The strike in Jabaliya left dozens dead or wounded, said residents Hamza Obeid and Amal Radwan.
The Israeli military confirmed it was operating in Jabaliya and said it had found and destroyed Hamas tunnels in the surrounding area. The residential building was hit 90 minutes after troops had dropped leaflets ordering residents to evacuate, UN monitors said.
“Where is it safe? I swear to God, no one knows, where are we going?” asked Zohair al Raai, who said his family received a recorded message saying their building should evacuate.
With the resumption of fighting, the Israeli military published an online map carving up Gaza into hundreds of numbered parcels and asked residents to familiarise themselves with the number of their location ahead of evacuation warnings.
On Saturday, the military dropped leaflets with evacuation orders over towns east of Khan Younis, Jabaliya and eastern neighbourhoods of Gaza City.
The maps and leaflets generated panic and confusion in an area where people cannot go to northern Gaza or neighbouring Egypt and are left to move around within the 220-square-kilometer (85-square-mile) area.
“There is no place to go,” said Emad Hajar, who fled to Khan Younis a month ago. “They expelled us from the north, and now they are pushing us to leave the south."
Mark Regev, a senior advisor to Netanyahu, said Israel was making “maximum effort" to protect civilians and the military has used leaflets, phone calls, and radio and TV broadcasts to urge Gazans to move from specific areas.

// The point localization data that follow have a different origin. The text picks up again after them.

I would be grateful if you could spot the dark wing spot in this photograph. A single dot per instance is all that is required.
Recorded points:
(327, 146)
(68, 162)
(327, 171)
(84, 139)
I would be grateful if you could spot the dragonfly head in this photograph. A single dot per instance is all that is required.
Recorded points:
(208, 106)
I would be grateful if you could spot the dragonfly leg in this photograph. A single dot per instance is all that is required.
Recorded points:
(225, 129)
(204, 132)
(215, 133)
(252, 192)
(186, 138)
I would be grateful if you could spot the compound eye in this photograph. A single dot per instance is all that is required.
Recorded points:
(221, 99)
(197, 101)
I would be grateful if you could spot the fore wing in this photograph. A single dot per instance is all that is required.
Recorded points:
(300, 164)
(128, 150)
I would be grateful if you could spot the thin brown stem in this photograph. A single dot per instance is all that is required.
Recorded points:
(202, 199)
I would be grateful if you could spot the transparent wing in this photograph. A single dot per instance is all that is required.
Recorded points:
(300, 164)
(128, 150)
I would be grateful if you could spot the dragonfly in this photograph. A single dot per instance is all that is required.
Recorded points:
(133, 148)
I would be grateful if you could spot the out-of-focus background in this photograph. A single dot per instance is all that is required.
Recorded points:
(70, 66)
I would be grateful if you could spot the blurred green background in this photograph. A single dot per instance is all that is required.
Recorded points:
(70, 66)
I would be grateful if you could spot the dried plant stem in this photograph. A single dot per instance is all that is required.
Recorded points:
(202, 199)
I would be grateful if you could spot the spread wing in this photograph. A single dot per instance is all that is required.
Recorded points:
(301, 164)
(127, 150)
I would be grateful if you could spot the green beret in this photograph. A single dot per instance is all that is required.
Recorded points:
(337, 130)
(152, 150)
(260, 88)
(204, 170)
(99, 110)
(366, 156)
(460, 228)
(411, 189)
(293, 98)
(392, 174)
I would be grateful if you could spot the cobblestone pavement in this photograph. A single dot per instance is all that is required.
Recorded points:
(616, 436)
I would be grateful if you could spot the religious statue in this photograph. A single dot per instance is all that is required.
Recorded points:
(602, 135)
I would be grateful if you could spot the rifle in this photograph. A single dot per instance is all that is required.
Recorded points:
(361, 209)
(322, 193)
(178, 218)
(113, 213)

Israel says it targets Hamas operatives and blames civilian casualties on the militants, accusing them of operating in residential neighbourhoods. It claims to have killed thousands of militants, without providing evidence. Israel says 77 of its soldiers have been killed in the offensive in northern Gaza.
The October 7 attack by Hamas and other militants killed about 1,200 people, mostly civilians, in southern Israel. Around 240 people were taken captive.
The renewed hostilities have heightened concerns for 137 hostages, who the Israeli military says are still being held after 105 were freed during the ceasefire. A 70-year-old woman held by Hamas was declared dead on Saturday, according to her kibbutz. She is the eighth hostage known to have died.
During the ceasefire, Israel freed 240 Palestinians. Most of those released by both sides were women and children.